Infrastruktur und Mobilitätskultur haben immer etwas mit Einstellungen zu tun. Und die ändern sich nicht über Nacht. In alten Filmen wurde überall selbstverständlich geraucht – heute ist das kaum vorstellbar. Heutzutage ist das Auto in den Filmen immer präsent. Wenn wir in 20 Jahren den Tatort anschauen, schütteln wir vielleicht den Kopf darüber, welche Rolle Autos da gespielt haben. Um hierzulande das Image des Fahrradfahrens zu verbessern, sollte man zum Beispiel im Tatort die Kommissare auch per Rad oder Carsharing-Auto ermitteln lassen. Das habe ich für die Bremer Kommissarin schon angeregt, aber leider habe ich mir daran die Zähne ausgebissen. Es sollte normal sein, dass ein James Bond Fahrrad fährt – dann wäre die Basis für eine zukunftsfähige Mobilitätskultur geschaffen.
Bremen ist weit vorne – wie sieht es denn sonst aus in Deutschland?
Im ganzen Land tut sich viel, in großen wie in kleinen Städten. In Berlin gibt es bereits Pop-up-Radwege, Stuttgart bemüht sich auch – muss es auch, um die Luftqualität zu verbessern. Je mehr Radverkehr, desto weniger Stau.
Wie raten Sie anderen Städten vorzugehen?

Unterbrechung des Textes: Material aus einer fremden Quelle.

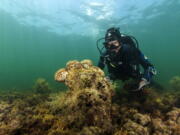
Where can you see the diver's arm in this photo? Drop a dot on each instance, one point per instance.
(101, 63)
(149, 69)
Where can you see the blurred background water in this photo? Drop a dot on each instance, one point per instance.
(37, 37)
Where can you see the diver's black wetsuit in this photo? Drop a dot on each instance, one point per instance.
(126, 63)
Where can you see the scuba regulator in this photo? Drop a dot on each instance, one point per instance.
(114, 34)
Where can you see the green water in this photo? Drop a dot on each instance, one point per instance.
(39, 37)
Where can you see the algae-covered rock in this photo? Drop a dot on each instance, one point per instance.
(88, 101)
(175, 83)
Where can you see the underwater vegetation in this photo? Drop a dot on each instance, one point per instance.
(90, 106)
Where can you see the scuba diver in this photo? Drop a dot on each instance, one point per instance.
(123, 59)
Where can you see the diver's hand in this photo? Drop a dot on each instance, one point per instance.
(108, 79)
(143, 83)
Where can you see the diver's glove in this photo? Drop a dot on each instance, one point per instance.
(143, 83)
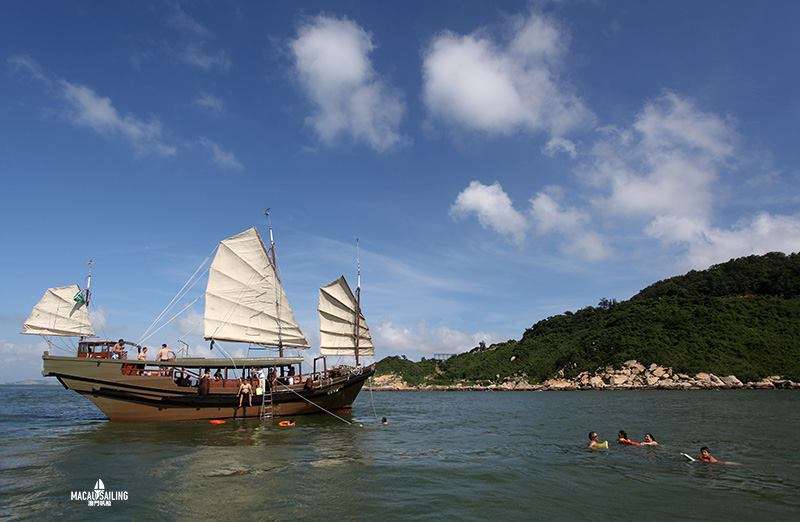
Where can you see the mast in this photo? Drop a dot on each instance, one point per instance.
(272, 255)
(88, 292)
(89, 265)
(358, 300)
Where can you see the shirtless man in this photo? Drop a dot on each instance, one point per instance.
(594, 441)
(118, 349)
(165, 354)
(623, 439)
(245, 392)
(649, 440)
(706, 456)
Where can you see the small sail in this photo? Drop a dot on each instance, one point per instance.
(337, 321)
(62, 311)
(245, 301)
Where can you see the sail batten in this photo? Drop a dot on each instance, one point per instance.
(58, 313)
(338, 310)
(244, 300)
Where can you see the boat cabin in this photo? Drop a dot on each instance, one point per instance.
(101, 349)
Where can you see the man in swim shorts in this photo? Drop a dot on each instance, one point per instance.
(649, 440)
(706, 456)
(623, 439)
(594, 441)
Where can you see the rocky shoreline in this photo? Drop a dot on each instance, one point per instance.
(632, 375)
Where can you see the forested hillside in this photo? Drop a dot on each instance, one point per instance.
(741, 317)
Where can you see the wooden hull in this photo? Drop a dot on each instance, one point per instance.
(134, 398)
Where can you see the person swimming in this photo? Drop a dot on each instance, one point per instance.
(623, 439)
(595, 442)
(706, 456)
(649, 440)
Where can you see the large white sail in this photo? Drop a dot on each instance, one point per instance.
(337, 321)
(245, 300)
(59, 313)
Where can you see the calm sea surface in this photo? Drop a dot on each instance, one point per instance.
(460, 455)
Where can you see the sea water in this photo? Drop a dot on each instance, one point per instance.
(443, 455)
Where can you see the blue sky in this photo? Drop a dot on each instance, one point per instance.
(501, 161)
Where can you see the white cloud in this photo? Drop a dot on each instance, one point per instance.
(331, 60)
(88, 109)
(193, 43)
(549, 216)
(422, 338)
(666, 164)
(557, 144)
(495, 211)
(478, 83)
(210, 102)
(706, 245)
(221, 157)
(572, 224)
(197, 55)
(493, 208)
(666, 168)
(22, 63)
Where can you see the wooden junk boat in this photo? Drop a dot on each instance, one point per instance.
(244, 302)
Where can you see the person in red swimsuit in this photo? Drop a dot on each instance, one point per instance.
(623, 439)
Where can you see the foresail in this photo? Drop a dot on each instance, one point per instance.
(61, 311)
(337, 322)
(245, 301)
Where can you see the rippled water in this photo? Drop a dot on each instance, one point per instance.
(461, 455)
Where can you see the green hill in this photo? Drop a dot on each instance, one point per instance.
(741, 317)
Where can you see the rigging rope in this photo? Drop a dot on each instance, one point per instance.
(315, 404)
(169, 320)
(177, 296)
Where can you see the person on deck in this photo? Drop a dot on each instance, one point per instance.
(649, 440)
(706, 456)
(623, 439)
(204, 385)
(118, 350)
(165, 354)
(245, 393)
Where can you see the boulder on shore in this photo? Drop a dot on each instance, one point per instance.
(559, 384)
(732, 381)
(596, 382)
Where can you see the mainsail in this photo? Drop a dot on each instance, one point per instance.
(338, 310)
(60, 312)
(245, 300)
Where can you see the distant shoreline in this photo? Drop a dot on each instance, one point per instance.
(632, 375)
(546, 389)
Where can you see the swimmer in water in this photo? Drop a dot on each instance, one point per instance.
(649, 440)
(594, 441)
(623, 439)
(706, 456)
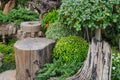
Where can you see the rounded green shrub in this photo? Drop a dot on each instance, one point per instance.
(68, 56)
(70, 48)
(56, 30)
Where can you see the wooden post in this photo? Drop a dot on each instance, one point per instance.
(97, 65)
(30, 55)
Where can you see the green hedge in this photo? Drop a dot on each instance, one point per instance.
(56, 30)
(68, 56)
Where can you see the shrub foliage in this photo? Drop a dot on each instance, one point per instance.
(68, 56)
(56, 30)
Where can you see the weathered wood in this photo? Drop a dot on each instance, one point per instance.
(30, 55)
(8, 29)
(29, 29)
(97, 65)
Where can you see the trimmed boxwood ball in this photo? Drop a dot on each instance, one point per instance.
(70, 48)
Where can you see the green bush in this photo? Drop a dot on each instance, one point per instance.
(70, 48)
(3, 17)
(68, 56)
(18, 15)
(8, 52)
(115, 65)
(56, 30)
(21, 15)
(89, 13)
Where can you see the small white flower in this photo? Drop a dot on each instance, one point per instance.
(113, 68)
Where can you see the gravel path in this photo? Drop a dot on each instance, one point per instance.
(8, 75)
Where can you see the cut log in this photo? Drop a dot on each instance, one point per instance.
(30, 55)
(8, 6)
(97, 65)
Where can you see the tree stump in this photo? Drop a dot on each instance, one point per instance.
(29, 29)
(30, 55)
(97, 66)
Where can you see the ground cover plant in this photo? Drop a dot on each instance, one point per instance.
(56, 30)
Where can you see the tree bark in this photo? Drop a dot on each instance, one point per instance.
(8, 6)
(98, 34)
(98, 63)
(30, 55)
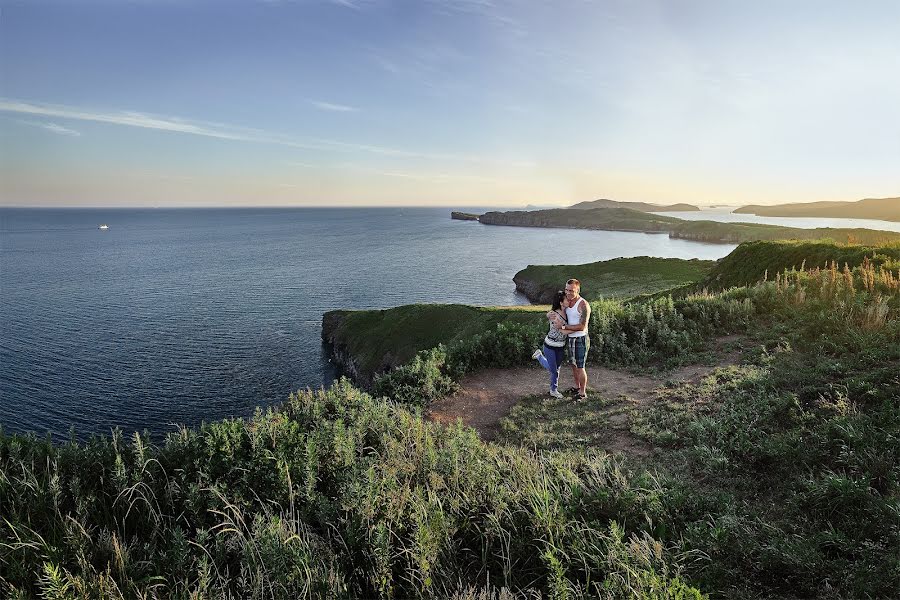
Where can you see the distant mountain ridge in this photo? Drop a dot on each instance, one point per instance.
(641, 206)
(885, 209)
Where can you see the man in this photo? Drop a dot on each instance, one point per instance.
(578, 313)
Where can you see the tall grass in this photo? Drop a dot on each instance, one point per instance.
(336, 494)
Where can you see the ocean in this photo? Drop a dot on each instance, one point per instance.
(178, 316)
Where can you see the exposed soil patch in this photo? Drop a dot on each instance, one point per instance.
(485, 398)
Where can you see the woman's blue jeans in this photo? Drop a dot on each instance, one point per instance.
(551, 358)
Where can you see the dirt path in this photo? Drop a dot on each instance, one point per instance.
(486, 397)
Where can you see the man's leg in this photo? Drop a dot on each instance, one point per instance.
(553, 367)
(582, 348)
(582, 381)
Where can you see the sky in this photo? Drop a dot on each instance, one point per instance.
(447, 102)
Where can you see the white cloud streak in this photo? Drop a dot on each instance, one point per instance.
(53, 127)
(333, 107)
(230, 132)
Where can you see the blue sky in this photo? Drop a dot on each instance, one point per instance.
(450, 103)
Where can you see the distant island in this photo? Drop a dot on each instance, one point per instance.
(641, 206)
(462, 216)
(885, 209)
(625, 219)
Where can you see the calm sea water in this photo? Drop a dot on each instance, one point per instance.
(180, 316)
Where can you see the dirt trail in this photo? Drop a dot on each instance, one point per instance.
(486, 397)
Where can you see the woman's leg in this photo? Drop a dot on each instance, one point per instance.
(553, 360)
(542, 357)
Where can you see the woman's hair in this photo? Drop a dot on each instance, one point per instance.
(557, 300)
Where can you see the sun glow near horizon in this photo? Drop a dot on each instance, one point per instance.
(503, 103)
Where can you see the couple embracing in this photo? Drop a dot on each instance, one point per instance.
(568, 331)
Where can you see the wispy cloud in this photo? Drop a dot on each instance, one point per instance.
(55, 128)
(347, 4)
(231, 132)
(333, 107)
(132, 119)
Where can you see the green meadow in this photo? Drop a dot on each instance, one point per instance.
(620, 278)
(777, 477)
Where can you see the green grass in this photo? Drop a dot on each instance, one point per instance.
(736, 233)
(624, 219)
(752, 261)
(620, 278)
(545, 423)
(378, 339)
(612, 219)
(777, 479)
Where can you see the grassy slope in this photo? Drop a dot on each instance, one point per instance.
(887, 209)
(377, 338)
(623, 219)
(613, 219)
(620, 278)
(777, 480)
(714, 231)
(749, 262)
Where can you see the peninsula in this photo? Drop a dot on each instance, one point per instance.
(626, 219)
(641, 206)
(885, 209)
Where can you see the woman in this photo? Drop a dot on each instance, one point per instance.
(551, 356)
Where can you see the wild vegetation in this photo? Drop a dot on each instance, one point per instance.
(626, 219)
(776, 478)
(374, 341)
(620, 278)
(886, 209)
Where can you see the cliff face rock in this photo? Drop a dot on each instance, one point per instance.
(535, 292)
(610, 219)
(341, 354)
(338, 351)
(641, 206)
(887, 209)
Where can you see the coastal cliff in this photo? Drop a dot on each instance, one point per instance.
(609, 219)
(641, 206)
(337, 348)
(886, 209)
(619, 278)
(717, 232)
(365, 343)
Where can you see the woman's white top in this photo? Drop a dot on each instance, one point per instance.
(573, 317)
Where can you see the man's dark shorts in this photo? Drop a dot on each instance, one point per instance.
(578, 349)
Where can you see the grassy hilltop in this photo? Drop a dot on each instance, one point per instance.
(775, 478)
(886, 209)
(620, 278)
(625, 219)
(371, 341)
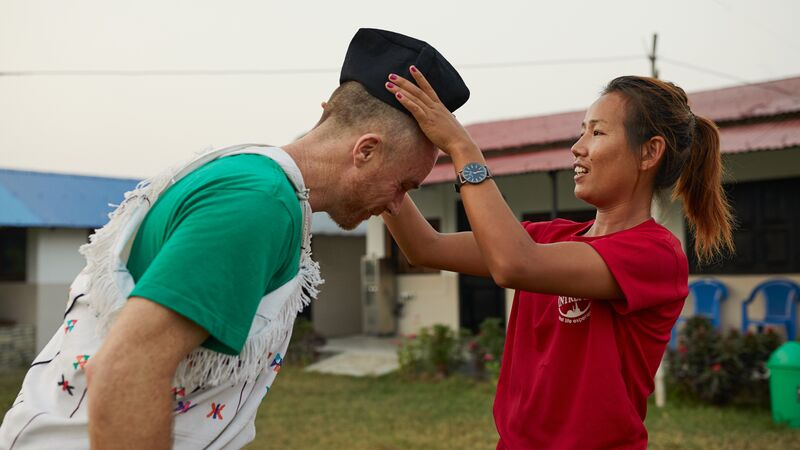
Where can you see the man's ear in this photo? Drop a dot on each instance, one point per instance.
(652, 152)
(366, 148)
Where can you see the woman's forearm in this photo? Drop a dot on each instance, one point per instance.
(424, 246)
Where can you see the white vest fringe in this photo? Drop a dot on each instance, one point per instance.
(49, 411)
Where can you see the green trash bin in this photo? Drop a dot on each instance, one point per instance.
(784, 383)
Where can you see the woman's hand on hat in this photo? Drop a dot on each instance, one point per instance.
(435, 120)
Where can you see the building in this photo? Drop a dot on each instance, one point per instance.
(45, 217)
(532, 164)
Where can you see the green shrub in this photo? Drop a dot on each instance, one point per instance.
(720, 369)
(486, 349)
(434, 351)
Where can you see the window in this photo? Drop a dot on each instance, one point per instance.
(398, 259)
(767, 236)
(13, 250)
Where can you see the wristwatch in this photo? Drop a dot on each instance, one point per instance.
(472, 173)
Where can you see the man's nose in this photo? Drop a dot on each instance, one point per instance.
(578, 148)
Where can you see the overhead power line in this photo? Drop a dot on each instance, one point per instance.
(299, 71)
(727, 76)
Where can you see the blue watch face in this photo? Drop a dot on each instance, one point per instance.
(474, 173)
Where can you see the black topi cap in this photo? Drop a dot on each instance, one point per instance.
(374, 54)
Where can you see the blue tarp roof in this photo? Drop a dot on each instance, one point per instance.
(37, 199)
(51, 200)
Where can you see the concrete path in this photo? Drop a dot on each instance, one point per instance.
(358, 356)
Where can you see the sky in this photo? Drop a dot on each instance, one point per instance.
(120, 88)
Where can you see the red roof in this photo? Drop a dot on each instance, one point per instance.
(761, 100)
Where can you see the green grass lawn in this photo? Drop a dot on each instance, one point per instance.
(312, 411)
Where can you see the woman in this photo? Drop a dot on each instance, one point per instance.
(595, 301)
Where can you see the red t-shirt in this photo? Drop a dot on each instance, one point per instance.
(576, 373)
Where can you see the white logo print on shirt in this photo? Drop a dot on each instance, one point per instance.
(573, 310)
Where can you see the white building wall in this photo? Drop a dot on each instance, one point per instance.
(532, 193)
(53, 262)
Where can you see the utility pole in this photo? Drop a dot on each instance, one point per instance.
(652, 57)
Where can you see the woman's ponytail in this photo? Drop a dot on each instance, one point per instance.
(704, 200)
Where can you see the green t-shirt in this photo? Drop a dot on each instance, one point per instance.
(216, 242)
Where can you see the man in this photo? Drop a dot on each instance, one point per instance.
(212, 260)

Weltweit nach Vorbildern zu schauen. Mutig zu sein. Nicht nur zu reden, sondern zu machen. Sich mit Menschen auszutauschen. Widerspruch auszuhalten, sich durch Konflikte nicht ausbremsen zu lassen – denn solche Veränderungen laufen selten geräuschlos ab.
Projekt fahrradfreundliches Bremen
In Bremen gibt es zwei Fahrradmodellquartiere: ein Altbaugebiet am Rande der Innenstadt, die Alte Neustadt, sowie ein eher peripher gelegenes Neubaugebiet, den Ellener Hof. Beide Quartiere sind fahrradfreundlich gestaltet. In der Alten Neustadt wurden 12 Straßen mit zusammen rund 2,5 Kilometern Länge im Juli 2020 zur ersten deutschen Fahrradzone.
Bremen arbeitet zudem an einem Netz von „Fahrradpremiumrouten“, die die Stadtteile verbinden. In den Stadtteilen ergänzen Fahrradstraßen das Netz, überall gibt es Abstellmöglichkeiten für Fahrräder. Bei Neubaumaßnahmen müssen immer auch Fahrradparkplätze vorgesehen werden. Als Alternative zum Autobesitz ergänzt Carsharing die Strategie. Von den aktuell rund 20.000 Carsharer*innen in Bremen haben über 6.000 ein Auto aufgegeben oder gar nicht erst angeschafft – was den Straßenraum in Bremen um rund 30 km abgestellte PKW entlastet.